If you love tinkering and overclocking to squeeze more value out of your CPU, the i9-9900K is probably not for you. That doesn’t mean you shouldn’t buy it. Just don’t get it with the hopes of getting next-level performance through your sick OC skills. The exception to that is if you plan to “drag race” it with liquid helium at 12 degrees Kelvin or whatever. It’s great for that. But with an X72 Kraken AIO cooler and its 360 mm radiator attached to this thing, I struggled to get it to 5.1GHz. I could get it “stable” for some games, but a crash was always around the corner. And 5.2GHz is out of the question. You may get a golden component that is capable of more, but I wouldn’t count on it.
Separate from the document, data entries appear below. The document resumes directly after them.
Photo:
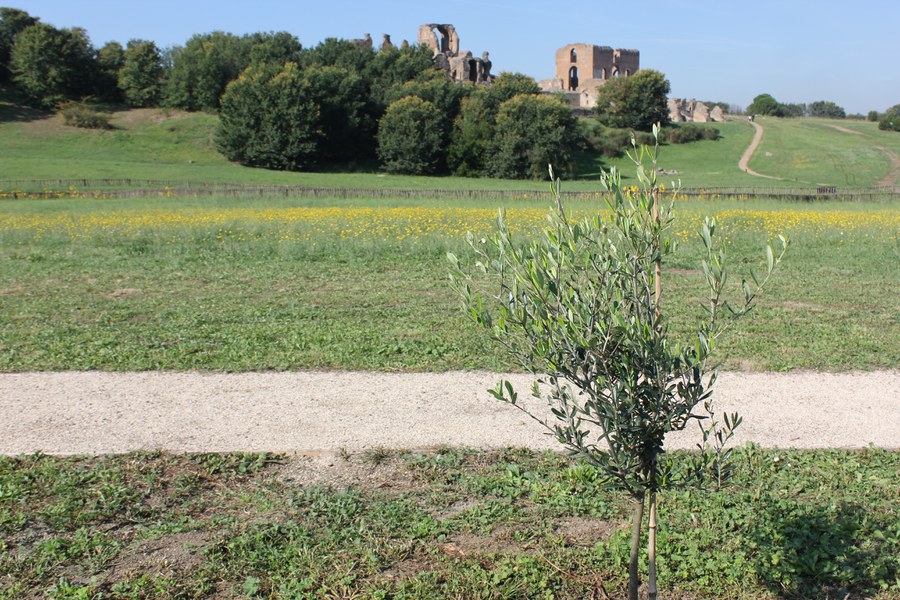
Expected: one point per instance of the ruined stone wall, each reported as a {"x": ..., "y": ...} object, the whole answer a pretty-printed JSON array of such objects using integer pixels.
[
  {"x": 584, "y": 67},
  {"x": 626, "y": 62}
]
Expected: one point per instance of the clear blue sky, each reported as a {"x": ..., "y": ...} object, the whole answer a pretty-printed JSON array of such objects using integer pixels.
[{"x": 728, "y": 50}]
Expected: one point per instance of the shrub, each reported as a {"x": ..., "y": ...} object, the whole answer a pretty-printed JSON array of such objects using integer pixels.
[
  {"x": 827, "y": 109},
  {"x": 411, "y": 137},
  {"x": 766, "y": 104},
  {"x": 890, "y": 120},
  {"x": 472, "y": 136},
  {"x": 580, "y": 307},
  {"x": 636, "y": 102},
  {"x": 601, "y": 140},
  {"x": 268, "y": 120},
  {"x": 79, "y": 114}
]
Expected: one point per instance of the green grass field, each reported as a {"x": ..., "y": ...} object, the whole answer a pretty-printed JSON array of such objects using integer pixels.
[
  {"x": 237, "y": 285},
  {"x": 173, "y": 145},
  {"x": 826, "y": 152},
  {"x": 440, "y": 524},
  {"x": 274, "y": 283}
]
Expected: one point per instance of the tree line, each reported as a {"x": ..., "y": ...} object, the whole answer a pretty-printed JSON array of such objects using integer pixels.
[{"x": 283, "y": 106}]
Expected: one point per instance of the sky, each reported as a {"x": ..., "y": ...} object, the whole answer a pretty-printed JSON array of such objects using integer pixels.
[{"x": 722, "y": 50}]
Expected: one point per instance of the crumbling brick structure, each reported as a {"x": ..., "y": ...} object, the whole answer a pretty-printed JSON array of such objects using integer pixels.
[
  {"x": 582, "y": 68},
  {"x": 462, "y": 66}
]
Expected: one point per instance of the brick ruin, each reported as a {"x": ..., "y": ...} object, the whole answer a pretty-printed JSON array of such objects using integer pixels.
[
  {"x": 582, "y": 68},
  {"x": 461, "y": 65},
  {"x": 681, "y": 111}
]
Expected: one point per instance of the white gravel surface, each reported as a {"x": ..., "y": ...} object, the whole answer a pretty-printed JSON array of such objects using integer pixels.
[{"x": 310, "y": 412}]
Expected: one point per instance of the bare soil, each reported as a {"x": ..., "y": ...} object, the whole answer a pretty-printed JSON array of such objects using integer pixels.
[
  {"x": 743, "y": 164},
  {"x": 324, "y": 414}
]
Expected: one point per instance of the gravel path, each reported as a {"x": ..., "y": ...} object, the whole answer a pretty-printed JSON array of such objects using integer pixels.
[
  {"x": 744, "y": 162},
  {"x": 310, "y": 412}
]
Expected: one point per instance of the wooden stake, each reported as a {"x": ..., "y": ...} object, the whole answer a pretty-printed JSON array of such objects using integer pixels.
[{"x": 651, "y": 551}]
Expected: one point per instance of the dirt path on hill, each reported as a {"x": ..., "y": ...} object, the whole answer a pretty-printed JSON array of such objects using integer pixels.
[
  {"x": 892, "y": 177},
  {"x": 845, "y": 130},
  {"x": 743, "y": 164},
  {"x": 322, "y": 413}
]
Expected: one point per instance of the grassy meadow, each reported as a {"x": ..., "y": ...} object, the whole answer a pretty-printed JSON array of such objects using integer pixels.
[
  {"x": 237, "y": 285},
  {"x": 448, "y": 523},
  {"x": 284, "y": 283},
  {"x": 174, "y": 145}
]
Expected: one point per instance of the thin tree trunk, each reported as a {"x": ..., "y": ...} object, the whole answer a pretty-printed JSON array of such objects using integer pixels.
[
  {"x": 651, "y": 550},
  {"x": 634, "y": 580},
  {"x": 658, "y": 267}
]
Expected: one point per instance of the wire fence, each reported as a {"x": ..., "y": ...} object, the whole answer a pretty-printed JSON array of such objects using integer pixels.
[{"x": 142, "y": 188}]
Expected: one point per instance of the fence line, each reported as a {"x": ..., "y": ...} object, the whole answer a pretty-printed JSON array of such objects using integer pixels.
[{"x": 135, "y": 188}]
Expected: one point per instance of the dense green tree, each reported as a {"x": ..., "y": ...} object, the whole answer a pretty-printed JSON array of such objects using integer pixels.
[
  {"x": 394, "y": 66},
  {"x": 472, "y": 135},
  {"x": 533, "y": 131},
  {"x": 435, "y": 87},
  {"x": 51, "y": 65},
  {"x": 339, "y": 53},
  {"x": 827, "y": 109},
  {"x": 411, "y": 137},
  {"x": 890, "y": 120},
  {"x": 637, "y": 102},
  {"x": 141, "y": 75},
  {"x": 346, "y": 127},
  {"x": 202, "y": 68},
  {"x": 12, "y": 22},
  {"x": 267, "y": 119},
  {"x": 278, "y": 48},
  {"x": 110, "y": 59},
  {"x": 765, "y": 104},
  {"x": 508, "y": 85},
  {"x": 472, "y": 138},
  {"x": 793, "y": 110}
]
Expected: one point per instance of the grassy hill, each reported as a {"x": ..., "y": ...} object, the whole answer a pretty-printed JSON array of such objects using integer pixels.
[{"x": 174, "y": 145}]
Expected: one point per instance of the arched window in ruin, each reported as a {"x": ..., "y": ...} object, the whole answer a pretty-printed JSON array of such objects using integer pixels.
[
  {"x": 573, "y": 78},
  {"x": 473, "y": 71}
]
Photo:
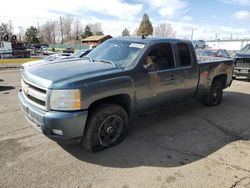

Thermals can get out of hand in certain situations

The i9-9900K can run hot in synthetic tests. It will get especially hot if you run something like Prime95 that throws AVX instructions at the CPU. If you have a standard tower air cooler, I would expect to see high 90s Celsius. Using the Kraken X72, I was seeing mid-90s in the most extreme tests while also running Chrome and video in the background with MCE turned off and on.
If you are just gaming, you won’t have too much of an issue with heat. Some games will push the chip into that scary 90+ Celsius territory, but most won’t. But if you start throwing anything else at the CPU at the same time, you’ll probably start tugging at your collar as you watch those numbers climb.
Here’s a real-world test that I consider both extreme and realistic. I used OBS Studio to record 1080p60 gameplay of Assassin’s Creed: Odyssey. The game was on Ultra settings at 1440p. OBS was using the X264 CPU-based encoder on its “fast” setting at a bitrate of 16Mbps. And yeah — things got steamy quick and stayed that way:

 

To be fair, this is with MCE turned on. So the processors were running at 5GHz when they weren’t thermal throttled. But I saw similar heat performance with MCE turned off.
The 9900K is just a hot chip even with a beefy cooler.

Conclusion

I try to write these reviews from a real-world perspective, which is a challenge with a product like the i9-9900K. It is technically more powerful than its competition, and more games should begin launching to take advantage of that power. So then … should you get it? In certain circumstances, absolutely. If you work on photos, videos, and 3D rendering all day and then game at night, the i9-9900K is ideal. If you want one PC to play and record/broadcast games to Twitch and YouTube, the 9900K is also a champ. And get it if you’re a pro-gamer playing at 240 frames per second.
In those situations, I could easily see spending the extra money for the 15-to-20-percent performance increase over a 2700X. But if you are rendering video all day and only playing the occasional game, you’ll probably want to go with one of AMD’s 12-core or 16-core Threadrippers instead. If you are going to play on a 1080p monitor at 60Hz, you can’t go wrong with most gaming CPUs from the last few years. And if you are going to play at 4K60, you’ll want to make sure you have enough money for a 2080 or 2080 Ti GPU even if that means settling for a Ryzen 7 2700X or maybe the i7-9700K (which has eight cores but drops hyperthreading).
I think the majority of people will be better off spending less money on a CPU right now. That said, get the 9900K if you want your new rig to last five-to-seven years. That way you can upgrade your GPU without having to upgrade your entire system to avoid turning your CPU into the bottleneck.
Intel’s Core i9-9900K is available now for $580.